Chancellor Gordon Brown rejected income tax cuts today in favour of #1 billion in targeted help for families.
The personal income tax allowance will rise in line with inflation but no further next month, from #4,745 to #4,895.
Using the #1 billion, the Chancellor told MPs, he could have raised that further, cutting people's tax bills.
However, that would have handed just 80p a week, or #40 a year, to an average family with annual earnings of #23,400.
Directing the cash into the child tax credit instead would give the same family #5 a week, or #260 a year.
"So the best way to do most to help low and middle-income families is not through a further rise in personal tax allowances but through tax credits which offer the best family tax cut," he told the Commons.
The child tax credit will rise by 13% over the next three years in line with earnings.
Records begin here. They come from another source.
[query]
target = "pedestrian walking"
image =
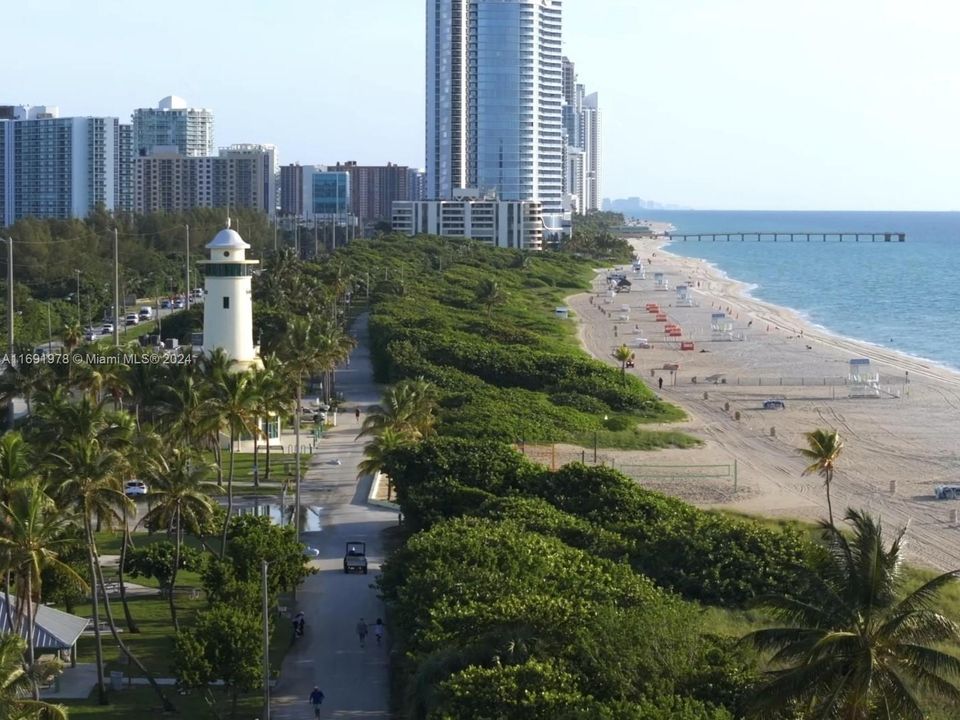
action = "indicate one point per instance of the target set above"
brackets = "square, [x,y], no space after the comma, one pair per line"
[316,699]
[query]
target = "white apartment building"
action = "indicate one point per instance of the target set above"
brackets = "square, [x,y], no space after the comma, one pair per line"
[173,124]
[53,167]
[499,223]
[493,101]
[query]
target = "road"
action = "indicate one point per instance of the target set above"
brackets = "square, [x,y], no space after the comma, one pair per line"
[355,679]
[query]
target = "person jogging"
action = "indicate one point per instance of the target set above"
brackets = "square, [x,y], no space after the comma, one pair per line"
[316,699]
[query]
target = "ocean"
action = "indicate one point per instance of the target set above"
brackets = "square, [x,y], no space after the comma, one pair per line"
[902,296]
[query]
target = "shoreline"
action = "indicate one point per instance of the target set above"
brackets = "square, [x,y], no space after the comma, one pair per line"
[747,288]
[897,446]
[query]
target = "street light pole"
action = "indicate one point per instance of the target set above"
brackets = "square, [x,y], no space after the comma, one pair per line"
[187,302]
[10,338]
[79,319]
[266,643]
[12,357]
[116,289]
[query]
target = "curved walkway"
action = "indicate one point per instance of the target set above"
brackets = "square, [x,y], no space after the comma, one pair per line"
[355,679]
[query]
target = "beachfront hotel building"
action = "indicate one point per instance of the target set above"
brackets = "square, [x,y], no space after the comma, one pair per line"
[499,223]
[314,191]
[172,124]
[240,176]
[494,95]
[53,167]
[581,144]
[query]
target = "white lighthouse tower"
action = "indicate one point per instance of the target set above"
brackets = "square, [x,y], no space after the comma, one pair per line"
[228,302]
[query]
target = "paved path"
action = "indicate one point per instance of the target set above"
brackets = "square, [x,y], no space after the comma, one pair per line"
[355,679]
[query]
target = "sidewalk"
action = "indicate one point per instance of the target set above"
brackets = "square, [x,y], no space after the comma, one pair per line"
[355,679]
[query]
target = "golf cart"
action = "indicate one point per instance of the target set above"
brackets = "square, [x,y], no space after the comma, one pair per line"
[355,558]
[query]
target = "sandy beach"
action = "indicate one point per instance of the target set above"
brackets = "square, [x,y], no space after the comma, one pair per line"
[897,446]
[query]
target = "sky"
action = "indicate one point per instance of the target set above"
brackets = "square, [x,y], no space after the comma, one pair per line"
[720,104]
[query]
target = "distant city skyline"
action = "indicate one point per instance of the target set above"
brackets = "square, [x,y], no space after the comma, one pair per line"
[708,104]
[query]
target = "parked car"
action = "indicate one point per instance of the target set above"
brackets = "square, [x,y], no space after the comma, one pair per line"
[134,488]
[947,492]
[355,558]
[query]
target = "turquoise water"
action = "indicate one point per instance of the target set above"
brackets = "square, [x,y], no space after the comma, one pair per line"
[903,296]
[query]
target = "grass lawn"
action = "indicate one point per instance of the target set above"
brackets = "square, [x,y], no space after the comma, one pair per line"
[138,703]
[154,646]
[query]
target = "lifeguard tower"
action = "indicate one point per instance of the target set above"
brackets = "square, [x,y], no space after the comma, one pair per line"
[684,297]
[721,327]
[863,381]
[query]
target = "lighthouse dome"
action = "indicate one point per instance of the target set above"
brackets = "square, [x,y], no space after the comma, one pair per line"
[227,239]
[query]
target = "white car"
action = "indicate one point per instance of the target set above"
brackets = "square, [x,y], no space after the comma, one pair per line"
[947,492]
[134,488]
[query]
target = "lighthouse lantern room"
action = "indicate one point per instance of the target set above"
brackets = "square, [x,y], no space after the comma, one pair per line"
[228,302]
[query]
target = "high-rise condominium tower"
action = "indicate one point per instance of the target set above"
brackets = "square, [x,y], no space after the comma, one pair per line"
[54,167]
[494,97]
[173,125]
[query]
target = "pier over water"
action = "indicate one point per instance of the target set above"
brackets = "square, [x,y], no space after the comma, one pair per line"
[771,236]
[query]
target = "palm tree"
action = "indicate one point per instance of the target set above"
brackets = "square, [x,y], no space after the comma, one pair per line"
[407,408]
[824,448]
[91,460]
[179,501]
[851,648]
[267,387]
[276,400]
[376,451]
[17,681]
[32,531]
[489,293]
[623,354]
[237,406]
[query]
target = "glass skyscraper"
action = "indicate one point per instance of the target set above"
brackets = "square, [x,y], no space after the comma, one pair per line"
[494,99]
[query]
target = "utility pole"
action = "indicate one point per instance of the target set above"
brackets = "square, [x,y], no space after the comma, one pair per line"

Including child benefit, that will mean up to #63 a week for the first child and #111 for two children.
As a result, the point at which families start contributing more to the Treasury (excluding National Insurance) than they receive has risen from #15,000 in 1997 to #21,200.
From April that will rise again to #22,000, with tax credits effectively wiping out income tax liability until earnings of #430 a week.
"Because of rising child tax credits, a total of three million of Britain's seven million families with children will now receive more in tax credits and child benefit than they pay in income tax," Mr Brown said.
"Again a family tax cut that does most to help low and middle-income Britain.
"And, with child benefit up from #11 in 1997 to #17 this April, every family in Britain is better off."